Run with: cargo test --test unit_tests or cargo run --bin test_runner unit

Integration Tests (tests/integration_tests.rs)

Rust-based tests for complete user workflows against running services:

  • User registration and authentication (using CreateUser, LoginRequest types)
  • Document upload via multipart form (returns DocumentResponse)
  • OCR processing completion (with timeout and type validation)
  • OCR text retrieval via API endpoint (validates response structure)
  • Error handling (401, 404 responses)
  • Health endpoint validation

Run with: cargo test --test integration_tests or cargo run --bin test_runner integration

Advantages of Rust Integration Tests:

  • 🔒 Type Safety - Uses same models/types as main application
  • 🚀 Performance - Faster execution than Python scripts
  • 🛠️ IDE Support - Full autocomplete and refactoring support
  • 🔗 Code Reuse - Can import validation logic and test helpers

Frontend Tests

Located in frontend/src/:

  • Document details page with OCR functionality
  • API service mocking and integration
  • Component behavior and user interactions

Run with: cd frontend && npm test

🔧 Test Configuration

Server Requirements

Integration tests expect the server running at:

  • URL: http://localhost:8080
  • Health endpoint: /api/health returns {"status": "ok"}

Test Data

Integration tests use:

  • Test user: integrationtest@test.com
  • Test document: Simple text file with known content
  • Timeout: 30 seconds for OCR processing

📊 Test Coverage

What We Test

OCR Functionality:

  • Document upload → OCR processing → text retrieval
  • OCR metadata validation (confidence, word count, timing)
  • Error handling for failed OCR processing

API Endpoints:

  • Authentication flow (register/login)
  • Document management (upload/list)
  • OCR text retrieval (/api/documents/{id}/ocr)
  • Error responses (401, 404, 500)

Data Models:

  • Type safety and field validation
  • Response structure consistency
  • Security (no password leaks)

Frontend Components:

  • OCR dialog behavior
  • API integration and error handling
  • User interaction flows

What We Don't Test

  • Tesseract OCR accuracy (external library)
  • Database schema migrations (handled by SQLx)
  • File system operations (handled by OS)
  • Network failures (covered by error handling)

🐛 Debugging Test Failures

Integration Test Failures

  1. "Server is not running"

    # Start the server first
    cargo run
    # Then run tests
    ./run_user_tests.sh
    
  2. "OCR processing timed out"

    • Check server logs for OCR errors
    • Ensure Tesseract is installed and configured
    • Increase timeout in test if needed
  3. "Authentication failed"

    • Check JWT secret configuration
    • Verify database is accessible

Unit Test Failures

Unit tests should never fail due to external dependencies.

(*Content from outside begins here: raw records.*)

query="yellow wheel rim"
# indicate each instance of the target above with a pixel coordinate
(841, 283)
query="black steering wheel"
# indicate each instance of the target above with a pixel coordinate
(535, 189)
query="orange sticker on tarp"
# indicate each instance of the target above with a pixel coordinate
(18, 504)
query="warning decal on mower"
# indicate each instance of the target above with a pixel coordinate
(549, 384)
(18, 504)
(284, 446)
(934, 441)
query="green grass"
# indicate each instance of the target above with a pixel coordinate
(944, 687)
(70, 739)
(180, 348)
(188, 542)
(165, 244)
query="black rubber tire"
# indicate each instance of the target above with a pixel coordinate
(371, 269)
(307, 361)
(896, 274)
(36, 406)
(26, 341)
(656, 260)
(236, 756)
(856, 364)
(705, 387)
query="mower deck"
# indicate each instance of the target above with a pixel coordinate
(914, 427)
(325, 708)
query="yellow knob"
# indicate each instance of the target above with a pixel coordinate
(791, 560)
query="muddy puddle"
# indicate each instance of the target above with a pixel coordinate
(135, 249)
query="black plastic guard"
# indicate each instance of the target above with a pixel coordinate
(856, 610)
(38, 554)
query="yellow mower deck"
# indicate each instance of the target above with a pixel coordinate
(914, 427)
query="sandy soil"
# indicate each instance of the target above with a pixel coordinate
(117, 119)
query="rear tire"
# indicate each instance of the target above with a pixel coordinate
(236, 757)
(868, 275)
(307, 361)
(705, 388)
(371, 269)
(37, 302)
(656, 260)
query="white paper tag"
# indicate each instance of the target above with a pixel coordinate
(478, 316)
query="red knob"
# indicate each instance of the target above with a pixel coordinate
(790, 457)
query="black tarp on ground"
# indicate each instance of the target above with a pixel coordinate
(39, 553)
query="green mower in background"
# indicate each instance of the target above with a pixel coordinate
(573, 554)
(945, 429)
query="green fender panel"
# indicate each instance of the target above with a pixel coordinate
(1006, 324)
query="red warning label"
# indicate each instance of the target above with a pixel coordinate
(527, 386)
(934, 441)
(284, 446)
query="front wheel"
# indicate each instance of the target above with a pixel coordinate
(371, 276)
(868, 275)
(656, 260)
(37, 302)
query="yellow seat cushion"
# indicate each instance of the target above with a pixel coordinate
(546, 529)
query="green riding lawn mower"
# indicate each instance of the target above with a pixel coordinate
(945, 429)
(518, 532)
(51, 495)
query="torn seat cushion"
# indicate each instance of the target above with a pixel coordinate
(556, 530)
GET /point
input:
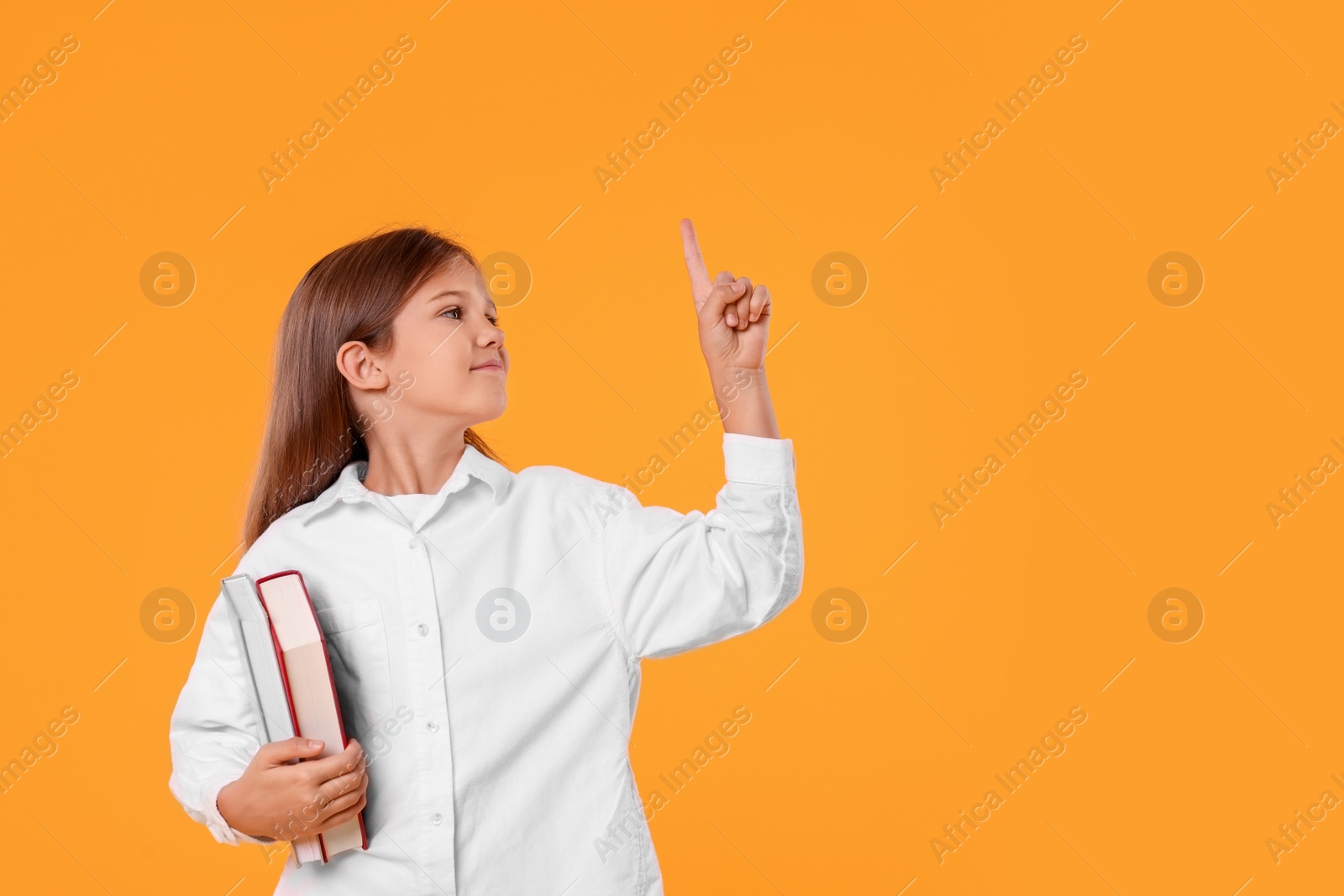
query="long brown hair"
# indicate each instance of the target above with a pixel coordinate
(312, 430)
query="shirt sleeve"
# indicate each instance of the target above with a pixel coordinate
(214, 734)
(685, 580)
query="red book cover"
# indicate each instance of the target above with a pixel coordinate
(331, 678)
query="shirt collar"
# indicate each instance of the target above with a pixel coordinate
(349, 484)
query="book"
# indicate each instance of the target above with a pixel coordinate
(293, 691)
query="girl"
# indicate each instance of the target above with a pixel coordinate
(484, 626)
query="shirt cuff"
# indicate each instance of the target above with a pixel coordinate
(759, 459)
(219, 826)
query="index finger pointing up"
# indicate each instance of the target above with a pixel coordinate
(694, 261)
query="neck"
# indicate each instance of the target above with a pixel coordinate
(412, 466)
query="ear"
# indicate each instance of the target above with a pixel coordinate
(360, 367)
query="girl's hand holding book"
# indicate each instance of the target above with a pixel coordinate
(286, 801)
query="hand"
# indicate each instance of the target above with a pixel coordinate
(286, 801)
(734, 315)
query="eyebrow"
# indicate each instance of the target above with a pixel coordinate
(461, 295)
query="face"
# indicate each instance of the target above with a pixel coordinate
(448, 360)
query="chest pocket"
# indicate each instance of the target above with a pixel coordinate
(356, 642)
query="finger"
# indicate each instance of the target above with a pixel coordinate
(342, 817)
(694, 259)
(328, 768)
(719, 301)
(342, 804)
(743, 312)
(349, 782)
(282, 752)
(732, 313)
(759, 302)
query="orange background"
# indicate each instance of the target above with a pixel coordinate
(1027, 266)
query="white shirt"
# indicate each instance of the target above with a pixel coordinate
(487, 654)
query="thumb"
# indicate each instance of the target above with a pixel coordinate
(282, 752)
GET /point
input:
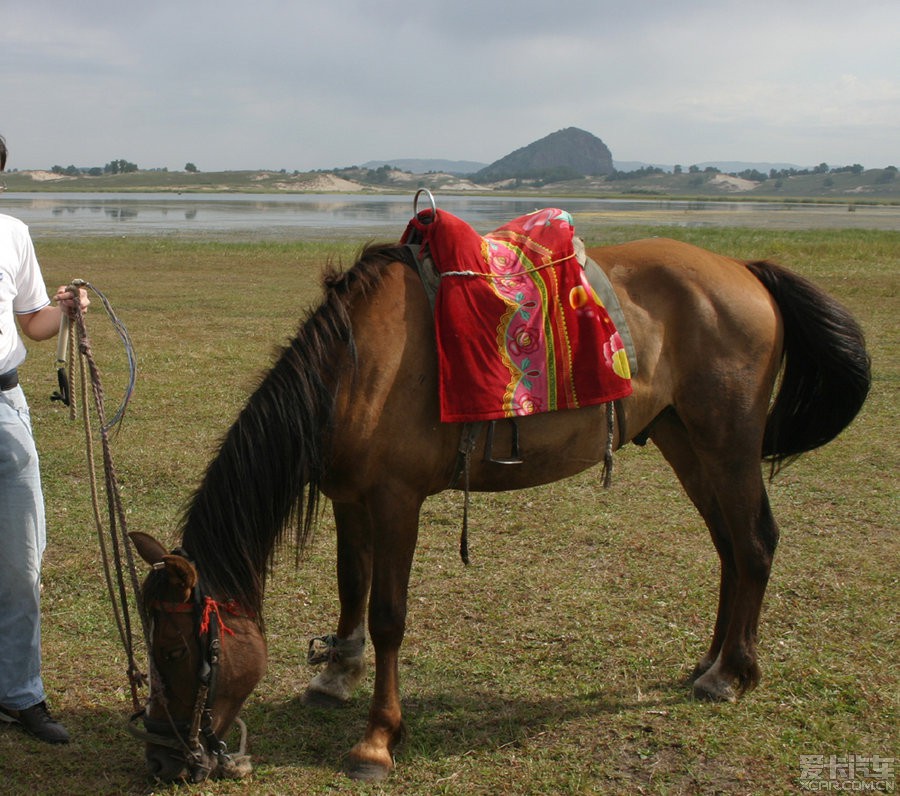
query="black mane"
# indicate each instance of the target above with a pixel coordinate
(267, 473)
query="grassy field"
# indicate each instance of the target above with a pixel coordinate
(554, 662)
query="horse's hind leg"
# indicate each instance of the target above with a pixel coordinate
(728, 491)
(395, 515)
(346, 666)
(671, 438)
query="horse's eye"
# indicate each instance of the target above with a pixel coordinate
(171, 656)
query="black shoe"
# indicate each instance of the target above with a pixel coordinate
(37, 721)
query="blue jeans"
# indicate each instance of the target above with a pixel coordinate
(22, 541)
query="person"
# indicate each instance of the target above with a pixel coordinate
(23, 297)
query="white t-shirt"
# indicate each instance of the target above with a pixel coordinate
(22, 288)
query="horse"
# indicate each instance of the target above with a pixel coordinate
(740, 363)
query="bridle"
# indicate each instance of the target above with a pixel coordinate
(203, 751)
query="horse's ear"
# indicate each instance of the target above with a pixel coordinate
(182, 574)
(149, 549)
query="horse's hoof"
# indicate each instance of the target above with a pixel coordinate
(321, 699)
(366, 771)
(710, 689)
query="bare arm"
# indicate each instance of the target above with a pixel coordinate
(44, 324)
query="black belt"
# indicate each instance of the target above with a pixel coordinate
(9, 380)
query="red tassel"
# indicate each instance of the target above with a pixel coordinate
(210, 606)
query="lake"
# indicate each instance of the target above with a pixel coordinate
(341, 216)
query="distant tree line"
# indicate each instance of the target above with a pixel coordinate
(113, 167)
(751, 174)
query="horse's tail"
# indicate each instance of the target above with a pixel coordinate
(826, 370)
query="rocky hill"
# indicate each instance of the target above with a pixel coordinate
(565, 154)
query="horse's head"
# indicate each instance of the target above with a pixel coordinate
(206, 655)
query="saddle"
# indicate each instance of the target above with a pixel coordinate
(520, 327)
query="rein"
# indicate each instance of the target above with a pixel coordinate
(72, 331)
(120, 570)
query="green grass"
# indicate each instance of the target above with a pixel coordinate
(553, 663)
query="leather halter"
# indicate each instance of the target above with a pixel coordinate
(196, 739)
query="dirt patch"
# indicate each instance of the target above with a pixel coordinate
(323, 183)
(733, 183)
(45, 176)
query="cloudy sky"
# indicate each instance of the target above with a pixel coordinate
(317, 84)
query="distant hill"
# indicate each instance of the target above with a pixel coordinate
(426, 165)
(726, 166)
(565, 154)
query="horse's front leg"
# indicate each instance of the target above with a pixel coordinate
(345, 652)
(395, 519)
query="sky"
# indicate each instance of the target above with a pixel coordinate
(321, 84)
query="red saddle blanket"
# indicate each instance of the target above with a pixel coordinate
(519, 329)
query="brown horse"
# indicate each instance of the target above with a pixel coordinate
(738, 363)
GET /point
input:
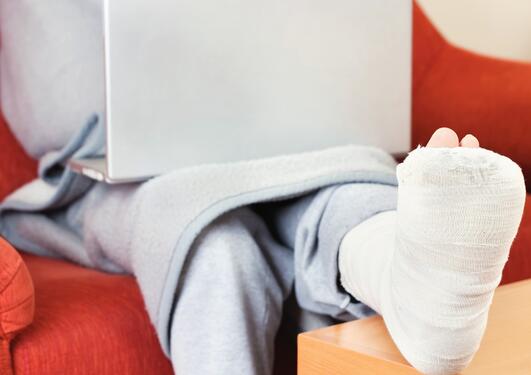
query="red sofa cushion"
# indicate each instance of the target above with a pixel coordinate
(86, 322)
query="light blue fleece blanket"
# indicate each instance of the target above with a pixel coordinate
(148, 229)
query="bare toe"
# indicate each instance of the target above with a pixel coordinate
(443, 137)
(469, 141)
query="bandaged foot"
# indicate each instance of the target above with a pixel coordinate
(431, 267)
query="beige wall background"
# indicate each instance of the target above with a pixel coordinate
(494, 27)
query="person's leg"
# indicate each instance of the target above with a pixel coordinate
(314, 226)
(431, 267)
(230, 305)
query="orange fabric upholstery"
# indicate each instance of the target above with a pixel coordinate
(480, 95)
(470, 93)
(17, 303)
(86, 322)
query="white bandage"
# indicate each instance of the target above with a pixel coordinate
(431, 267)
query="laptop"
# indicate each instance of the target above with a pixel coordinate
(216, 81)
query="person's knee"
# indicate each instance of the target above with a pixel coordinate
(228, 245)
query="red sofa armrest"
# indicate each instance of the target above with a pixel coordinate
(470, 93)
(17, 301)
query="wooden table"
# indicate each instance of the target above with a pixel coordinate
(364, 346)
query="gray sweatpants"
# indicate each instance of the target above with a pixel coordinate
(247, 262)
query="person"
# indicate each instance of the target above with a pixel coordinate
(426, 254)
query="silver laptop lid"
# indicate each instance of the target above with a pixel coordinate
(210, 81)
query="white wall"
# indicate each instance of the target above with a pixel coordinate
(493, 27)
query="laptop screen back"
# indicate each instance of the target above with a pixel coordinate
(210, 81)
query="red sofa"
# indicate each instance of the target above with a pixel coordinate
(88, 322)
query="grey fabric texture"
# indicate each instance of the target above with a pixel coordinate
(245, 264)
(148, 229)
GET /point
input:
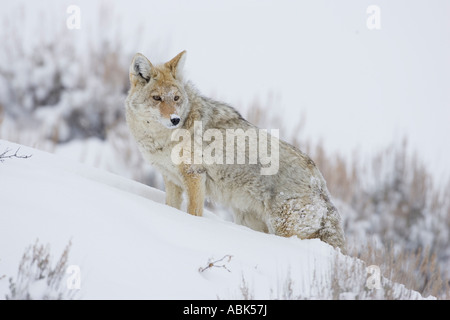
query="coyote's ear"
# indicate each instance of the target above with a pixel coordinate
(140, 69)
(176, 64)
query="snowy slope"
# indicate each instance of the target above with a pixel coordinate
(129, 245)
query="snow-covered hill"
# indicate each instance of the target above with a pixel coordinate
(128, 245)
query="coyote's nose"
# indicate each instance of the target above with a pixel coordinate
(175, 120)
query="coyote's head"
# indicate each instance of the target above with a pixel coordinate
(157, 92)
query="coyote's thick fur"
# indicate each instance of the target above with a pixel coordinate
(292, 202)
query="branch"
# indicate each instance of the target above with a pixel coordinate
(212, 264)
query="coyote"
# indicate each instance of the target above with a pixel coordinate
(293, 201)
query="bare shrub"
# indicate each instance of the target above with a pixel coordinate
(37, 278)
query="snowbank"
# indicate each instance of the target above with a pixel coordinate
(129, 245)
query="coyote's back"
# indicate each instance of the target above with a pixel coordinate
(187, 137)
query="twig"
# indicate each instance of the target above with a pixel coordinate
(212, 264)
(4, 155)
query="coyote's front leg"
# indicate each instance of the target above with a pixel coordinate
(194, 181)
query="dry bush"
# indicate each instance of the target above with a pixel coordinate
(392, 198)
(37, 278)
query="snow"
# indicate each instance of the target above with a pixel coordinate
(129, 245)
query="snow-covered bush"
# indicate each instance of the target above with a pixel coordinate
(37, 278)
(62, 87)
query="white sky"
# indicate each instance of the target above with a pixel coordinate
(358, 88)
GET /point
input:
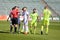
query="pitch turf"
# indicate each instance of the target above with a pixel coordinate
(54, 33)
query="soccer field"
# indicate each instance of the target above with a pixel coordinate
(54, 33)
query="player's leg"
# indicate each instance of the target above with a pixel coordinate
(11, 25)
(42, 27)
(15, 24)
(26, 28)
(47, 24)
(35, 25)
(18, 25)
(11, 28)
(22, 29)
(31, 26)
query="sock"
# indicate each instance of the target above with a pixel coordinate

If they do:

  1. Check for compilation errors in models
  2. Verify type definitions match expectations
  3. Review recent changes to data structures

🔄 Continuous Integration

For CI/CD pipelines:

# Example GitHub Actions workflow
- name: Run Unit Tests
  run: cargo test --lib

- name: Start Services  
  run: docker-compose up -d

- name: Wait for Health
  run: timeout 60s bash -c 'until curl -s http://localhost:8080/api/health | grep -q "ok"; do sleep 2; done'

- name: Run Integration Tests
  run: cargo test --test integration_ocr_test

📈 Adding New Tests

For New API Endpoints

  1. Add unit tests for data models in tests/unit_tests.rs
  2. Add integration test in tests/integration_ocr_test.rs
  3. Add frontend tests if UI components involved

For New OCR Features

  1. Test the happy path (document → processing → retrieval)
  2. Test error conditions (file format, processing failures)
  3. Test performance/timeout scenarios
  4. Validate response structure changes

🎯 Test Philosophy

Fast Feedback: Unit tests run in milliseconds, integration tests in seconds.

Real User Scenarios: Integration tests simulate actual user workflows.

Maintainable: Tests are simple, focused, and well-documented.

Reliable: Tests pass consistently and fail for good reasons.

Comprehensive: Critical paths are covered, edge cases are handled.